The University’s overall applications for the Class of 2016 increased only slightly this year, preliminary data released Friday showed.
GW reported 21,600 total applications, compared to last year’s final count of 21,497, continuing a trend of plateauing that began in 2009 and has reverberated this year at some colleges nationwide.
In a year when market basket schools have seen varying degrees of growth, the University’s 0.5-percent climb in admissions statistics fell in the middle of the pack.
Syracuse University’s numbers were the closest match to GW’s, holding steady to last year’s figures, while Northwestern and Boston Universities saw moderate increases.
Princeton University saw its first decrease in applicants in eight years.
Scott Jaschik, editor and co-founder of the website Inside Higher Ed, said GW’s minimal growth was not a cause for alarm.
“If you look at the general trends at most colleges, the general trend is going up over a period of years. So when you have a year where it’s essentially flat – which is this year – that’s just what happens,” Jaschik said.
Associate Vice President and Dean of Undergraduate Admissions Kathryn Napper said she expects these preliminary numbers to fluctuate only slightly as her office continues to process applications. About three-fourths of the places in the anticipated 2,350-member incoming class remain open after Early Decision I binding acceptances.

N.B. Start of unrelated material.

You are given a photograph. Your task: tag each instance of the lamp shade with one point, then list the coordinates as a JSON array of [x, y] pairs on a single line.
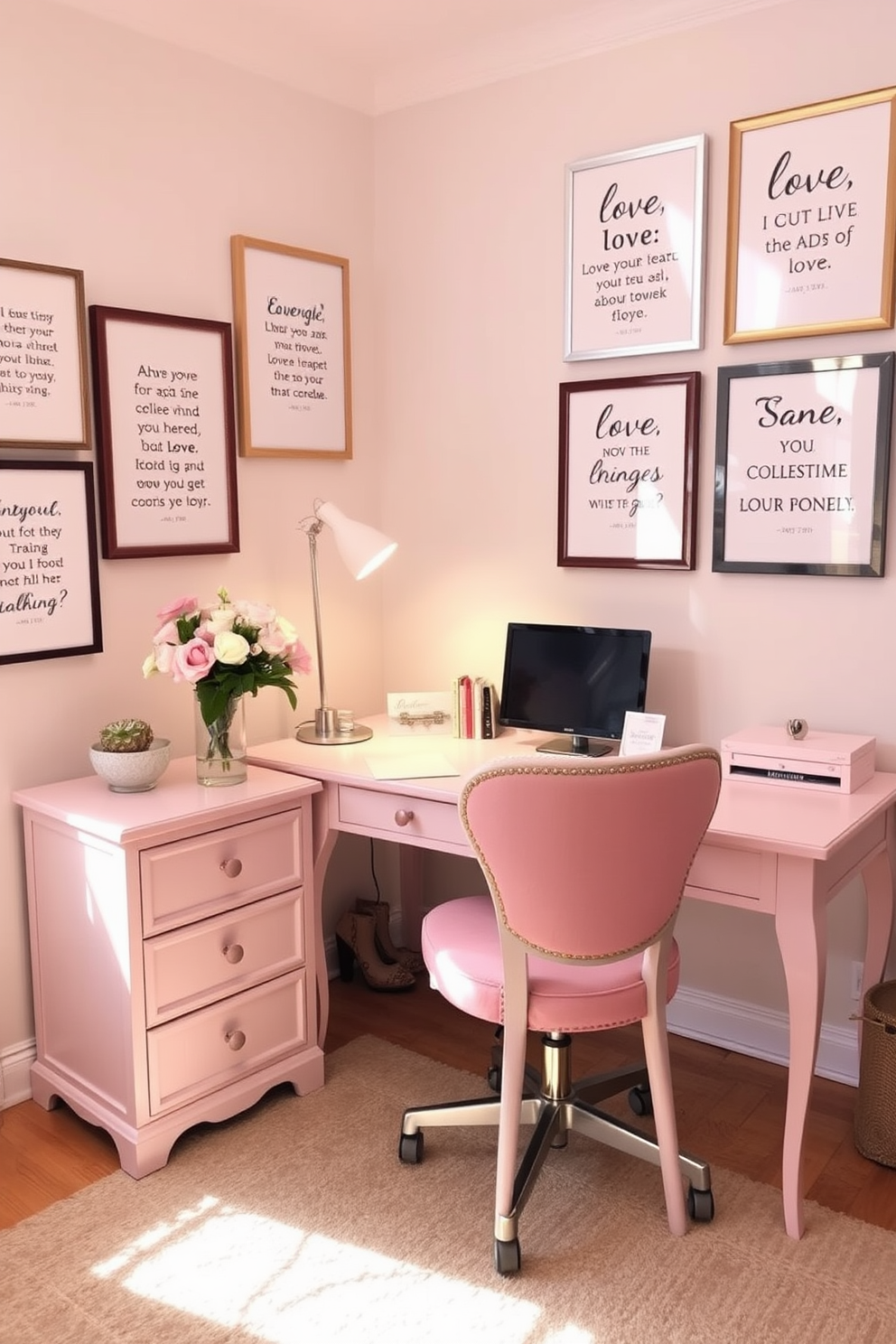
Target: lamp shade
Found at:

A range of factors could have played a role in GW’s tapering application growth, Napper said, citing the stagnant economy and dwindling high school graduation rates in key feeder states like New York and California.
The end of the “baby boom echo,” or children of the baby boomer generation born between 1982 and 1995, will contribute to the leveling off of college applications nationwide.
“People are just thinking more about the college decision and the college choice. They are putting more thought into the process of where they should apply,” Napper said.
Public universities are attracting interest as a low-cost alternative to private colleges, and GW’s $75 application fee may have deterred less committed students from applying, Napper said.
GW’s rising selectivity – demonstrated by an admissions rate that has dropped by more than 15 percentage points in the past decade – also deters applicants who no longer believe they will be admitted to the University, Napper said.